Browse all 4 CVE security advisories affecting janet-lang. AI-powered Chinese analysis, POCs, and references for each vulnerability.
Janet-lang is a programming language designed for scripting and extension development, commonly used in embedded systems and automation tools. Historically, it has been associated with vulnerabilities including remote code execution (RCE) due to unsafe eval practices, cross-site scripting (XSS) from improper input handling, and privilege escalation through flawed permission checks. The language's minimal design has occasionally led to insufficient sandboxing in implementations. While no major public security incidents have been documented, the four CVEs recorded highlight recurring issues around input validation and memory safety, particularly in third-party package ecosystems.
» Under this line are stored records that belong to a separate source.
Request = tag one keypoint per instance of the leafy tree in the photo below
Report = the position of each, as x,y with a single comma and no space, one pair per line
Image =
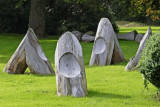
152,8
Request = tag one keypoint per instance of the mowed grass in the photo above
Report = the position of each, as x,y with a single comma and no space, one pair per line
108,86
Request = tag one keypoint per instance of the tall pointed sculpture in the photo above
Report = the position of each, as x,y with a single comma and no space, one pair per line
132,64
69,67
106,49
29,54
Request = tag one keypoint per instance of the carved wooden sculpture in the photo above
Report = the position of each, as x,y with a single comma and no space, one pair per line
29,54
106,49
135,60
69,67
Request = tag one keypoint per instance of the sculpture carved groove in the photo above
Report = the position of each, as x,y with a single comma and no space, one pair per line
69,67
132,64
106,49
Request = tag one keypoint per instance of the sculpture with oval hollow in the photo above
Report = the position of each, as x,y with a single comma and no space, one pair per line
69,67
106,48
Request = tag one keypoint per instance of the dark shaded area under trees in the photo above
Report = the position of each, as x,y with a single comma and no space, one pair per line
67,15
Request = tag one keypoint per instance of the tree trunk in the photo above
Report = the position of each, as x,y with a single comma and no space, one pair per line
106,49
69,67
29,54
132,64
36,18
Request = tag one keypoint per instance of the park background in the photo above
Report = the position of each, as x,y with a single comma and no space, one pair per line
107,85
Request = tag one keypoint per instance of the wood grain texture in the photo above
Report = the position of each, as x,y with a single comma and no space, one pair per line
132,64
106,49
29,54
69,67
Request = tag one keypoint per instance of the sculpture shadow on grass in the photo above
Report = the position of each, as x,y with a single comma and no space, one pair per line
92,93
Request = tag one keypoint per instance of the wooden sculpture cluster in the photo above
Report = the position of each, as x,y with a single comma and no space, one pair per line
69,64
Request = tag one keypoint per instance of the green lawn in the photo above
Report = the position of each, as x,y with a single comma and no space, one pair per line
108,86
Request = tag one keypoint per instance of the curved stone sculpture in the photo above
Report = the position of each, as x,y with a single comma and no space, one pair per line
29,54
132,64
106,49
69,67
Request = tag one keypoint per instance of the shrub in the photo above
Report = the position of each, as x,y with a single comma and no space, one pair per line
149,64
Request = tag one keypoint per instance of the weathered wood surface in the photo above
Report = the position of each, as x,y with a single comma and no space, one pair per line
106,49
87,38
132,64
69,67
29,54
128,36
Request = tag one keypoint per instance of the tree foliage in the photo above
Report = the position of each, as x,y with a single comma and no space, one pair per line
152,7
60,15
150,61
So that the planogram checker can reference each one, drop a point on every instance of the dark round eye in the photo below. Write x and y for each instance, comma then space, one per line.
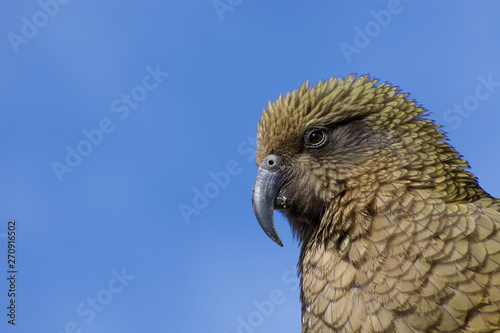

| CVE ID | Title | CVSS | Severity | Published |
|---|---|---|---|---|
| CVE-2026-2869 | janet-lang janet handleattr specials.c janetc_varset out-of-bounds — janetCWE-125 | 3.3 | Low | 2026-02-21 |
| CVE-2026-2242 | janet-lang janet specials.c janetc_if out-of-bounds — janetCWE-125 | 3.3 | Low | 2026-02-09 |
| CVE-2026-2241 | janet-lang janet os.c os_strftime out-of-bounds — janetCWE-125 | 3.3 | Low | 2026-02-09 |
| CVE-2026-2240 | janet-lang janet compile.c janetc_pop_funcdef out-of-bounds — janetCWE-125 | 3.3 | Low | 2026-02-09 |
This page lists every published CVE security advisory associated with janet-lang. Each entry links to a detailed page with CVSS scoring, CWE classification, affected products and references. AI-generated Chinese analysis is provided for fast triage.